The right way to read this is as a layering decision, not a knock on the brand. Buy the cheaper Kings mid-layer for warmth and breathability, then spend your weather-protection budget on a dedicated waterproof shell — whether that's the XKG Paramount rain jacket or another hardshell. What you should not do is expect a fleece mid-layer to keep you dry in a downpour. Kings' own five-level system spells this out: the mid-layers manage moisture and warmth, and a separate weatherproof hardshell is the outer layer that keeps the weather out.
What you gain
Set the rain-shell caveat aside and the Pinnacle earns its keep, especially on high-output hunts. The wins that reviewers point to:
- Breathability under load.On hard, sweaty climbs it dumps heat well — exactly what you want in a piece you'll hike in.
- Tough four-way stretch synthetic. The stretch fabric resists tears better than merino, so it survives brush, straps and rough country.
- Real features for the money. Thoughtful pockets and cut, not stripped-down budget construction.
- Value that reviewers took seriously. The takeaway from at least one hands-on test was that after using the Kings piece, it was hard to recommend the far pricier options with a straight face.

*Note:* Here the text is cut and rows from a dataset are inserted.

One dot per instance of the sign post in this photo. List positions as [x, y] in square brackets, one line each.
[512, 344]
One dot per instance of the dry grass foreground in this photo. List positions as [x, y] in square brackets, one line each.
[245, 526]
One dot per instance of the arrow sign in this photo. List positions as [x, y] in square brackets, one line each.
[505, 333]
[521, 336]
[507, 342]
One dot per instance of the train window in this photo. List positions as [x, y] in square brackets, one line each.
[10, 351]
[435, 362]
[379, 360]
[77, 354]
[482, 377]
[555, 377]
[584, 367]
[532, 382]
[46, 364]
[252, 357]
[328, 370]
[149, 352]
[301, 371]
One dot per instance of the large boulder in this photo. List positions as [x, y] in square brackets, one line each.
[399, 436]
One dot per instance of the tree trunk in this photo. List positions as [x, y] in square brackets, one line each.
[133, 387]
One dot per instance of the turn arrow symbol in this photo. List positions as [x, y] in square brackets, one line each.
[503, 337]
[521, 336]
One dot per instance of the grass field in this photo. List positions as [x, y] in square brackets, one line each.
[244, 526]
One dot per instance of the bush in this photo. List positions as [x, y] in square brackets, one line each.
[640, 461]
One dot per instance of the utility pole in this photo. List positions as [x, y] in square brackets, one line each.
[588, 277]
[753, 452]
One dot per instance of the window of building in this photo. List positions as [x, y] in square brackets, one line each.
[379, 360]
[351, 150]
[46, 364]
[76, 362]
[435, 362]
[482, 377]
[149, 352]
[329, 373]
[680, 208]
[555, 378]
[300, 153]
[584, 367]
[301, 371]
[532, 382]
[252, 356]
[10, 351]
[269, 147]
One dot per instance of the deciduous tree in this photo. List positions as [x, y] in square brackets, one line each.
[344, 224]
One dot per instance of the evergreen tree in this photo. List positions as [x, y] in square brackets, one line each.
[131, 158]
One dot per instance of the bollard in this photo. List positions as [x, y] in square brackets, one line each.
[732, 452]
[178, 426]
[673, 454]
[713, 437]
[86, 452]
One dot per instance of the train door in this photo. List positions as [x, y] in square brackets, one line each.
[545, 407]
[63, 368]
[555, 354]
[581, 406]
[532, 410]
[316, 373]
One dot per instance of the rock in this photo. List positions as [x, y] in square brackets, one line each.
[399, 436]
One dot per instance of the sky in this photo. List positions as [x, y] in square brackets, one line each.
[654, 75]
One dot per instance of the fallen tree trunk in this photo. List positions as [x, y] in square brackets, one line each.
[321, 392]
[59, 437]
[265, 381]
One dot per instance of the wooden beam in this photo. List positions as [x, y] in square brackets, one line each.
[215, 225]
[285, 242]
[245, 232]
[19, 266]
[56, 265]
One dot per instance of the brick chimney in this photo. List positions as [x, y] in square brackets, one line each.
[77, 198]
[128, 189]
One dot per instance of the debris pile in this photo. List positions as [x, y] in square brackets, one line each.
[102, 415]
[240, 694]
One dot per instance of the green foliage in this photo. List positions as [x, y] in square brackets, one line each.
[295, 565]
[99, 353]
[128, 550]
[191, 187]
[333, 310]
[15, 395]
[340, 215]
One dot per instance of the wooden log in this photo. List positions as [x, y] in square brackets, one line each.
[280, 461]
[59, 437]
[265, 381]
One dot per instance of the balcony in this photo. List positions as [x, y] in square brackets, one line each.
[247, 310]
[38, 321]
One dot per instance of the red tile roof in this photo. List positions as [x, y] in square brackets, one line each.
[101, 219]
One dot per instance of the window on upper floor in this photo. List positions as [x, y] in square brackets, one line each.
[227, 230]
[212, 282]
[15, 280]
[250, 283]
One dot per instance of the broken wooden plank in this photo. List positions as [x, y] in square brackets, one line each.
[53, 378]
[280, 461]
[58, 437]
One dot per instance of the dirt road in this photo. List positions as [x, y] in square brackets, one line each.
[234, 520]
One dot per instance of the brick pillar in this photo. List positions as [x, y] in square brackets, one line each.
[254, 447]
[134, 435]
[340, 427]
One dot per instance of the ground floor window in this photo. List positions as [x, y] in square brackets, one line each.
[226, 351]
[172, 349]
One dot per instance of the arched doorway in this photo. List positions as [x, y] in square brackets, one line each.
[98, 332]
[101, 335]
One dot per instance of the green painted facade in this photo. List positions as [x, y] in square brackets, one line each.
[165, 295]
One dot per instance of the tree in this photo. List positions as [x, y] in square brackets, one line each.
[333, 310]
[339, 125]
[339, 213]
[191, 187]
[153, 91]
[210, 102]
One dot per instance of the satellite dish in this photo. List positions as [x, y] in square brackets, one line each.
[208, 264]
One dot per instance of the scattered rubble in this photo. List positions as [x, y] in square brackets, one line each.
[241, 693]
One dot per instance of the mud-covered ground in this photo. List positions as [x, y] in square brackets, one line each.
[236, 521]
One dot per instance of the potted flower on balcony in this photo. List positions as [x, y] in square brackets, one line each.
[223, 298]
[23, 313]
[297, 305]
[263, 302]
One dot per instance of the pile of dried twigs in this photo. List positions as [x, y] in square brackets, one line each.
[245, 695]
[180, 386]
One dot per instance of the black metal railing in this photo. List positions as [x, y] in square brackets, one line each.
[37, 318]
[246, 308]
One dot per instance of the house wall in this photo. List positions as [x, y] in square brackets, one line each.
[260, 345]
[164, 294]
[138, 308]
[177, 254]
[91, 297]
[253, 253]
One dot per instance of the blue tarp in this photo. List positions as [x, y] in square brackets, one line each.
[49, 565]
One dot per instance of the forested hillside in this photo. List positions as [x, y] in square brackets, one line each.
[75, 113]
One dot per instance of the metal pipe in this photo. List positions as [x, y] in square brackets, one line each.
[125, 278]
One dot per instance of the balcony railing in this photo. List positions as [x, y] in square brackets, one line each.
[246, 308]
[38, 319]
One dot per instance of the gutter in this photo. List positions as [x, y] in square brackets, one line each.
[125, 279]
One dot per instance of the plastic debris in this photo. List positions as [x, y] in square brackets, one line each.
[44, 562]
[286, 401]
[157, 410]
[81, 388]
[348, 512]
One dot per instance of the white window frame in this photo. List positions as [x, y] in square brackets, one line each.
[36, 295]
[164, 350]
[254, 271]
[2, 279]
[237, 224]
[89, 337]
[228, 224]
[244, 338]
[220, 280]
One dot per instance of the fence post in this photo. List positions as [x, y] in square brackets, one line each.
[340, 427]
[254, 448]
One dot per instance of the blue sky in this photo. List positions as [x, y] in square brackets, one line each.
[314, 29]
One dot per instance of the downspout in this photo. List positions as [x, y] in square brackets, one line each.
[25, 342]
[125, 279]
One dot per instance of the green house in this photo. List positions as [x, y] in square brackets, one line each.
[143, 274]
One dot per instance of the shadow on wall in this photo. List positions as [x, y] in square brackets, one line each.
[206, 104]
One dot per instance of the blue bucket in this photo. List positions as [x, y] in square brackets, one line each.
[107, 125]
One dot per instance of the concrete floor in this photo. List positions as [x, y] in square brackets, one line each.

Longer-term, hunters on gear forums report multi-year durability from XKG pants like the Ridge and Preacher, and rate the value highly — though that's user sentiment, not controlled testing, and some hunters simply prefer the fit of First Lite. Fit is personal, so try before you commit if you can. If you're still deciding on a pattern rather than a brand, our best hunting camo guidecovers what actually matters to a deer's eye.
Who it's for
Kings XKG is best for the active or backcountry hunter who wants a full technical layering system — base, mid, insulation, softshell and hardshell — with premium features but without premium pricing. If you're building out a system from scratch and every piece you skip is a piece you'll wish you had on the mountain, the savings compound fast.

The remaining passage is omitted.